LESLIE: Henry in Illinois is taking on a driveway-repair project. What can we do for you?
HENRY: Where my driveway meets the asphalt road in front of my home, right where it meets – I have a hole forming there and it goes down about 3 to 4 inches deep and probably about 4 feet in diameter. And so it turns out that when I turn my wheels to turn into the driveway, well, the left front wheel hits it and it kicks that rock out. And I put new pea rock in there and it just kicks it out, too.
TOM: So you have a pea-gravel driveway and the force of the car running it over and over and over again is sort of wearing away a hole. There is a solution for that, Henry, and that is – what I’d like you to consider doing is pouring a concrete apron at the foot of the driveway.
So what the concrete apron does – it doesn’t have to be very big: across the entire driveway, maybe 2 feet, maybe no more than 3 feet deep. But 2 feet will probably do. That concrete driveway – that apron then serves as the entry point for those tires.
So you hit that, you go over the concrete apron and then you go into the pea gravel.

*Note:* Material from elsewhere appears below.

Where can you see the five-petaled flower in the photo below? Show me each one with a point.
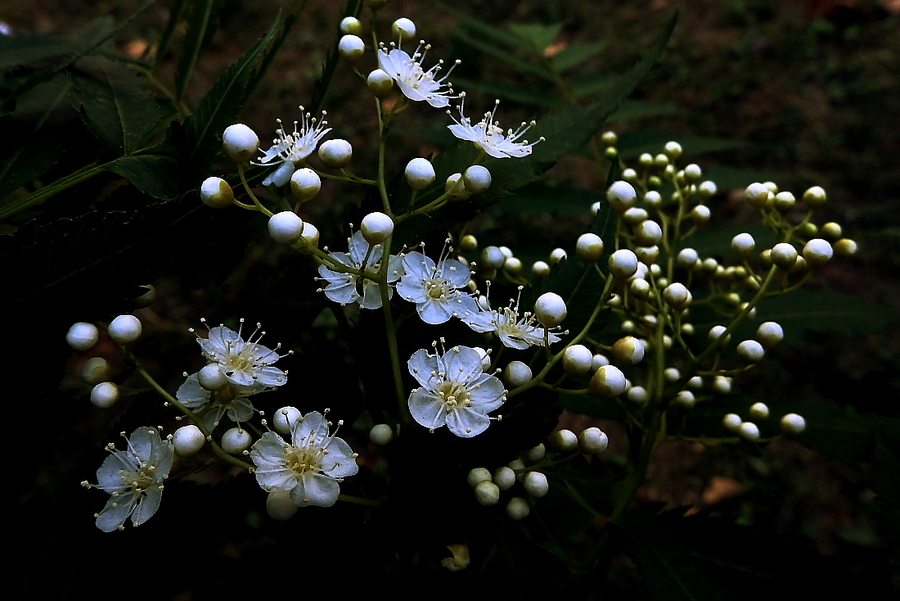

And the edge of the concrete apron will retain – acts as sort of the retaining wall for the pea gravel in the driveway. That’s the easiest way to stop that from happening. Otherwise, it’s going to be a constant maintenance hassle for you to replace what is really just a very soft apron now with the pea gravel coming right out and spilling out into the roadway.
You’ll also save a lot of stone in the winter when the plows come by and start pushing that snow around.